Currently we are studying a number of organizational consolidation ideas proposed by the mayor and individual city council members to see whether additional cost savings can be achieved. We are encouraging individual employees to reduce their travel, energy consumption and spending wherever they work. We engaged an interdepartmental team of our best and brightest staff in a "Revenue Alternatives" exercise that investigated employee and community suggestions for improving our revenue picture. The top 10 revenue-enhancement ideas from employees and management will be implemented in 2009.
We have identified ways to increase our use of nonprofit organizations to deliver key services. Work units are merging to access a wider variety of skills and offset peak work cycles. Staff is shifting from lower priority tasks to key service areas. Service delivery has been redesigned to be simpler and more direct in order to maintain service levels at a lower cost.
Employees are not machines, and their attitudes and morale will inevitably be changed by the budget process. Consideration and care given to employees who leave the organization or change jobs is not just about social justice and fair treatment. The treatment received by employees demonstrates in a real way that the organization cares about its people and can positively affect the way employees who are staying on feel about their workplace.
During this time of confusion and intense worry, employees hunger for information. Time and energy spent in communicating with employees will demonstrate to them that the organization cares. If they have no facts, employees will make up rumors or cynical views of the organization. Less damage is likely to occur if the simple truth is communicated-even if the facts are painful. Employees can then help the organization communicate with constituents about the severity of the budget cutbacks ahead. Constituents will likely voice questions and concerns to multiple city contacts, so this is another opportunity to share the fundamental facts along with the city's plans for change.
Here in Phoenix, we send regular e-mail updates to employees and created a special employee newsletter called "In the Loop," which provides details on the schedule for budget cuts as well as tips for wellness and stress management. The budget director and I co-hosted several open question-and-answer sessions for employees in our city council chambers, where we were able to respond to employee questions in person. The open sessions also gave us a good indicator of the issues foremost in employees' minds that we need to make sure we address.
We devote time at each of our weekly, televised city council meetings for a brief budget update to the mayor, council and citizens watching at home. Our goal is to share the latest information we have about revenue forecasts and other issues that affect our budget reductions.
We continue to hold regular briefings with labor representatives and our key management and personnel staff from city departments.

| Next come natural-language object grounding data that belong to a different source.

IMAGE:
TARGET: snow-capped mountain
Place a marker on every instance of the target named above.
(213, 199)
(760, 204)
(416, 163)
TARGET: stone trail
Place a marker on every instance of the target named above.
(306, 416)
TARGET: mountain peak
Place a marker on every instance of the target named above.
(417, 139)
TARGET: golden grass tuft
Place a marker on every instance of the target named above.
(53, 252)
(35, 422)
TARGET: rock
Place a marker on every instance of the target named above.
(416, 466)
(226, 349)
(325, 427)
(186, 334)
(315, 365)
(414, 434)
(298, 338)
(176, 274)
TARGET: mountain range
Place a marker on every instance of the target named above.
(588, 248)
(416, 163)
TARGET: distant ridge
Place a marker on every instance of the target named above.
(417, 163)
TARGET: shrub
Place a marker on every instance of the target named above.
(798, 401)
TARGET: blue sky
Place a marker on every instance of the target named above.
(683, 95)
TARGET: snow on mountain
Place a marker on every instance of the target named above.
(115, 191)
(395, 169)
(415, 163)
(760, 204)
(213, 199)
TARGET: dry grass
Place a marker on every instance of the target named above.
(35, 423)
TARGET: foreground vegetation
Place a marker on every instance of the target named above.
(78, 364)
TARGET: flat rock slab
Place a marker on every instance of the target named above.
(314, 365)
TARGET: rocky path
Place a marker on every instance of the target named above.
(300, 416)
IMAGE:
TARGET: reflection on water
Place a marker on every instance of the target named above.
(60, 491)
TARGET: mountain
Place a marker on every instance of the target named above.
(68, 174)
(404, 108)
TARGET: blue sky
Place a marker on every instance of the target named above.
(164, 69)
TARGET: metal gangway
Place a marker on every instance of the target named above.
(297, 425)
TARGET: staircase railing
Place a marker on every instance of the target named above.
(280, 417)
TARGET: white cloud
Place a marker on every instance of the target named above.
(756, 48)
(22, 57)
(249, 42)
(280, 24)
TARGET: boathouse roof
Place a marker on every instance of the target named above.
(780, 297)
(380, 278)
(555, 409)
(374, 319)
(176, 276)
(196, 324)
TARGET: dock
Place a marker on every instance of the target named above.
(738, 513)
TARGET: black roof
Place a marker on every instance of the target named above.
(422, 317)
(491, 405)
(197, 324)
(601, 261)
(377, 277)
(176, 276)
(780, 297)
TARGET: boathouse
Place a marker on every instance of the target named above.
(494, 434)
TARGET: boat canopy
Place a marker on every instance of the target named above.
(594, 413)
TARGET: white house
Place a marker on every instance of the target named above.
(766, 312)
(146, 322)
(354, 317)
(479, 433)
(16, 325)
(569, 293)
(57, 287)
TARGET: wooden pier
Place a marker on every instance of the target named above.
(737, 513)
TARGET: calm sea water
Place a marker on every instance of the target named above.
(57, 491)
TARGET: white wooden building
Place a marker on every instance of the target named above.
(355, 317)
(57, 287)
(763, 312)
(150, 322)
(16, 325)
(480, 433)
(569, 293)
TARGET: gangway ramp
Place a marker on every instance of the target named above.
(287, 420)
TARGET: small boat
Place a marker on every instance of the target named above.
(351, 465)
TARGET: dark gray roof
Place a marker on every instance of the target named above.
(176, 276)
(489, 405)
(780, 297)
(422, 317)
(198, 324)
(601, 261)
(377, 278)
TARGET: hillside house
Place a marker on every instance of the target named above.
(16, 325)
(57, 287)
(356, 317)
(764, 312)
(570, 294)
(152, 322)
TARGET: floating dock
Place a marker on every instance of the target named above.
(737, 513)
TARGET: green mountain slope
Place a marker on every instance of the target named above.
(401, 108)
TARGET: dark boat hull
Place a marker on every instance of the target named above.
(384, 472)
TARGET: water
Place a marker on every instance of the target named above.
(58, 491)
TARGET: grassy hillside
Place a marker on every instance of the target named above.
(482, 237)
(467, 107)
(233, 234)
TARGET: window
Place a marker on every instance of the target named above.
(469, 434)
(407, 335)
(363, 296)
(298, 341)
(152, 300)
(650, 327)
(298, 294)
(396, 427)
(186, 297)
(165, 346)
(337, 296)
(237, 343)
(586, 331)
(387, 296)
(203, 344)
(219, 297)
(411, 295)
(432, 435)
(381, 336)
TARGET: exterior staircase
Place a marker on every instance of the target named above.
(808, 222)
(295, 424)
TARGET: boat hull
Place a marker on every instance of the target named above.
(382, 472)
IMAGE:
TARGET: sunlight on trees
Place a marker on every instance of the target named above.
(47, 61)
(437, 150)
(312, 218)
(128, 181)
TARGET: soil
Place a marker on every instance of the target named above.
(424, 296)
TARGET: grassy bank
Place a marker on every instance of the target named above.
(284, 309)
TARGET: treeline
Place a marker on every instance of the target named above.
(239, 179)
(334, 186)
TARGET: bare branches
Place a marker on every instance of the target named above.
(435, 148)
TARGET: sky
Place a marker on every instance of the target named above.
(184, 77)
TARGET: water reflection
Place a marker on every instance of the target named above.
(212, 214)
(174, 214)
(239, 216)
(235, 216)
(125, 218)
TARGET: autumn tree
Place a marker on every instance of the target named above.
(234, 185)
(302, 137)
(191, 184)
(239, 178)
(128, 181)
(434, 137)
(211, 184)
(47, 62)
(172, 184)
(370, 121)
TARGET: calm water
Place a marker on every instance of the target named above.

Our staff regularly shares information with an extensive network of city boards, commissions and neighborhood groups, leading up to our annual budget hearings after the first of the year.
Much of this communication occurs on an emotional level. There is an opportunity here for genuine leadership that shares in the pain but helps employees to see a better future. We have seen the rightful outrage directed at private-sector executives who do not equally share the pain of tough times with employees. We in the public sector must do better.
The right answers will be different for different communities and situations. The critical point is to make sure the discussion of how your jurisdiction will balance the budget does not start and end with the financial balance. Somehow, we must find ways to improve service delivery. And by treating employees fairly, we can build higher morale for our organizations and communities.